The following is a translation of Pope Francis’ greeting to participants in a study day on “Siblings: sisters and brothers in disability and mental illness”, which was held on Saturday, 18 February, at the Sala Troisi in Rome and organised by the L’Arche Community in Italy, which is dedicated to caring for people with neurodevelopment disorders.
It is with great pleasure that I welcome this beautiful initiative: a study day dedicated to the theme of “siblings”. I admit that I did not know this word, but I am well aware of the phenomenon it signifies. A reality which reminds us that, in good and bad, no person is alone, but always lives within a network of relationships. In good times, benefiting from the closeness, help and comfort of others; in bad times because one person’s problem reverberates in others, becoming a cause for worry and affliction. Disability develops its effects above all in the domestic sphere, in the family. The healthy brother or sister of a disabled brother or sister finds that he or she is like Simon from Cyrene, whom the guards forced to carry Jesus’ cross for a long stretch of the via dolorosa. A sibling is a person whom life has forced to be a Cyrenian. The stretch walked by this “Cyrenian brother” can be more or less long, but the framework is already determined from the start: he will have to share and carry the other’s cross, the cross of his own brother or sister in whom Jesus is hidden.

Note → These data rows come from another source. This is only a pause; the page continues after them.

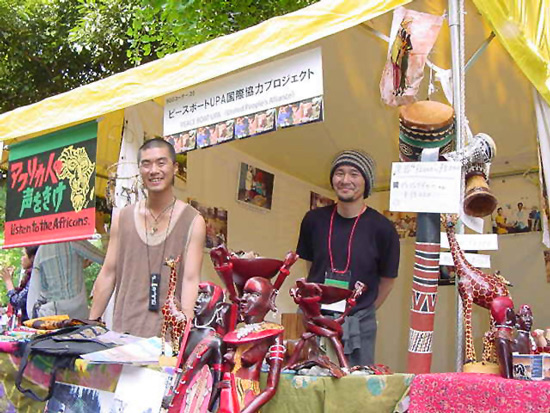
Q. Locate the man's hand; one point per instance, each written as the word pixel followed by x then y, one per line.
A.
pixel 7 273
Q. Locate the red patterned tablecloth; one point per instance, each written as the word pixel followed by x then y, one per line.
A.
pixel 479 393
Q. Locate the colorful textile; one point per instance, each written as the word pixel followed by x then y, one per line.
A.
pixel 101 376
pixel 305 394
pixel 470 392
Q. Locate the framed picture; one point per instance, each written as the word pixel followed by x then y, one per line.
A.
pixel 317 200
pixel 185 141
pixel 305 111
pixel 216 223
pixel 255 124
pixel 516 218
pixel 255 186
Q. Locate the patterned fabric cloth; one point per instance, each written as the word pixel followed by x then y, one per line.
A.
pixel 365 394
pixel 98 376
pixel 471 392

I have seen in the programme that there will be a presentation that, already in its title, cites the passage from the Letter to the Hebrews (2:11) referring precisely to Jesus who “is not ashamed to call them brethren”. I am happy with this reference because that is precisely the way it is: Jesus is not ashamed, he doesn’t worry; our problems become his. Jesus loves us just as we are, with our talents and with our frailties and disabilities. Jesus is happy because we are, not because we are one way instead of another, in good or terrible shape. We too, when we love, do not do so because of what the other has or knows or can do, but because of what the other is. This is what love is: wanting the other to be; to be as he is, not the way we think he should be according to much too specific standards. Love does not produce throwaways.
It is a widespread, harsh, dramatic situation for those who live in this context: siblings in situations of domestic or family disability. It is right and urgent that it be made the focus of study days like this one today, which sees people with different cultures and approaches meet, as well as the active participation of some siblings who will offer their direct, concrete experience in the form of testimonies.
Thus, applauding the creators and organisers, I express my wish for good and fruitful work, in the hope that today’s event will be a seed capable of bearing much fruit.